この季節は夜が来るのも早い。窓の外を見ると、空はもう真っ暗だった。雲はなく、寒々しく光る星が点々と浮かんでいる。
 防衛任務やランク戦が終わったあとはいつもラウンジに寄って帰る。ここに来ると大抵は誰かしらに遭遇するので退屈しない。誰もいなければそれはそれで、本を読んだり試合のログを見たりと好きに過ごしている。
 今日もいつもどおり、自販機でココアを買って、ラウンジの隅のほうの席に腰を下ろした。一息ついてまわりを眺めてみると、いつもと比べて人が少ないような気がする。

「ナマエさん」

 名前を呼ばれてそちらに目をやると、向かい側のイスに出水くんが座るところだった。これもいつもどおりのことなので特に気にしない。

「外すげー寒いっすよ。風強い」
「えーやだなあ」
「今日はマフラーは?」
「忘れた」
「あーあ」
「あーあだよほんと」
「貸してあげたいけどおれも忘れました」
「あーあ」
「あーあっすねほんと」

 最初はただ、なんとなく立ち寄っていただけだった。だけど出水くんとバッタリ会うことが多くなって、いつからか期待するようになっていた。ここに来れば彼に会えるのではないかと。私の名前を呼んで、向かいの席に座ってくれるのではないかと。

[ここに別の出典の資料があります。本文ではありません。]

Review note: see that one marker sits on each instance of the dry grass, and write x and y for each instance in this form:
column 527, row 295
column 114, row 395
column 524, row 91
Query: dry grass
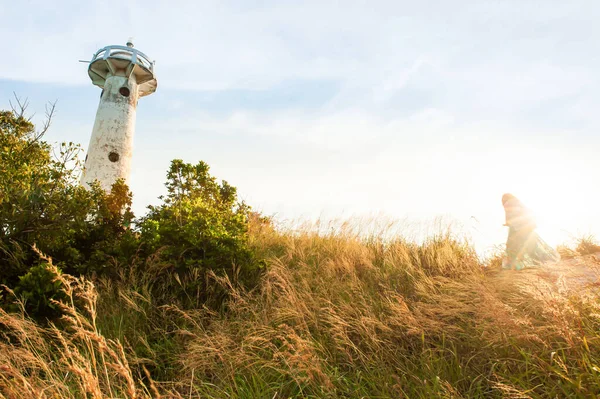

「今日もここでナマエさんに会うとは思わなかったなー」
「なんで?」
「クリスマスだし」
「合同訓練だったから。それもさっき終わったけど」
「このあとは暇なんですか?」
「うん」
「そうか暇なのか、おまえら」

 出水くんの背後に立つ人物に、先に気づいたのは私だった。どちらのものでもない声。後ろに誰かがいることにまったく気づかなかったらしい出水くんは、驚いた顔で振り返る。

「太刀川さん? 何やってんですか」
「暇ならおまえらも来るか」
「来るかってどこに」
「クリスマスパーティー」

 クリスマスパーティー。太刀川さんの口から出た単語をそのまま繰り返す。なんだか似合わなくてちょっと笑いそうになっていると、見透かしたように目を細めながら顔を覗きこまれた。

「ミョウジ、おまえ失礼なこと考えてるだろ」
「いやいやそんな。スミマセン」
「まあいいや。暇人たちで飲んだり食ったりするから、おまえらも気が向いたら来いよ」
「他にもいっぱい来るんですか?」
「そうだなー、諏訪さんとか米屋とか。結構集まると思うぞ」
「へー。楽しそう」
「暇人が多いからな、俺もだけど」
「私もです」
「ああ、だと思った」
「だと思ったって失礼な」
「出水は? どうなんだ」
「え」

 同時に向けられる私と太刀川さんの視線。出水くんはそれを避けるように目を泳がせて、少しだけ考えこんだあと、言いづらそうに口を開いた。

「……おれ、予定あるんで」
「え!? そうなんだ出水くん」
「なんだなんだ、彼女か」
「黙秘します」

 彼らは同じチームだからか、雰囲気や表情からどこまでなら大丈夫なのか読みとるのがうまい気がする。今回も、ここで問いただしても教えてもらえないと察したんだろう。太刀川さんは案外簡単に引き下がった。

「まあそのへんは今度詳しく聞き出そうな、ミョウジ」
「そうですね」
「じゃあ俺行くから。他の奴らにも声かけてくる」
「あ、太刀川さん! 時間とか場所とか」
「国近にでも聞いといてくれ」

 そんなテキトーな。私の声が聞こえているのかいないのか。太刀川さんは振り返ることもなく歩いていってしまい、その背中はすぐに見えなくなった。
 私と出水くんがその場に取り残される。彼女だ何だという会話のせいか妙な沈黙に包まれながら、カバンからスマホを取り出す。言われたとおり柚宇ちゃんにメッセージを送ると、すぐに返事が来た。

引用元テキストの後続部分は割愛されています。